Remix clone Hacker News

new | show | ask | jobs Github

	▲	brap 8 hours ago
		Am I the only one who is starting to feel the Gemini Flash models are better than Pro? Flash is super fast, gets straight to the point. Pro takes ages to even respond, then starts yapping endlessly, usually confuses itself in the process and ends up with a wrong answer.
	▲	gnulinux 8 hours ago \| parent \| next [-]

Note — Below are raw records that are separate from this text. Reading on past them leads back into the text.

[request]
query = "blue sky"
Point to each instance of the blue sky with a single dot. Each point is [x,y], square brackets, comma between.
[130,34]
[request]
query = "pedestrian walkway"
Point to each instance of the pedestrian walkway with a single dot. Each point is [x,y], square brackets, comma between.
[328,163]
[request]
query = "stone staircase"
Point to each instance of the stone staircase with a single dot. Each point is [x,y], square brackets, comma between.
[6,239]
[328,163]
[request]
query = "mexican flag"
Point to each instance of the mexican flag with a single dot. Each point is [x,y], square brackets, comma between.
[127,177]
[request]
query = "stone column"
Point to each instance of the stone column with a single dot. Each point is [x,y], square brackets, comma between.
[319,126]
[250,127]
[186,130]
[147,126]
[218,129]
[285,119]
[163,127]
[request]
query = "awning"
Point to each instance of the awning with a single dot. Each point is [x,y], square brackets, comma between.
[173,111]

		This is not my experience. In my experience Gemini 2.5 Pro is the best model in every use-case I tried. There are a few very hard (graduate level) logic or math problems that Claude 4.1 Opus edged-out over Gemini 2.5 Pro, but in general if you have no idea which model will perform best on a difficult question, imho Gemini 2.5 Pro is a safer bet especially since it's significantly cheaper. Gemini 2.5 Flash is really good but imho not nearly as good as Pro in (1) research math (2) creative/artistic writing (3) open ended programming debugging. On the other hand, I do prefer using Claude 4 Sonnet on very open-ended agentic programming tasks because it seems to have a better integration with VSCode Copilot. Gemini 2.5 Pro bugs out much more often where Claude works fine almost every time.
	▲	dvkramer 7 hours ago \| parent \| prev \| next [-]
		Yeah that's how I feel too. Flash is less verbose and every LLM nowadays seems to be designed by some low-taste people who reward the model for falsely hedging (i.e. "The 2024 Corolla Cross usually has an X gallon gas tank") on stuff that isn't at all variable or questionable. This false hedging is way more of an issue than hallucinations in my experience and the "smarter" 2.5 Pro is not any better at avoiding this issue than Flash Also 2.5 Pro is often incapable of searching and will hallucinate instead. I don't know why. It will claim it searched and then return some made up results instead. 2.5 Flash is much more consistently capable of searching
	▲	selimthegrim 8 hours ago \| parent \| prev [-]
		I tried to put Pro deep research on an actual research task and it didn’t even return anything just kept on working.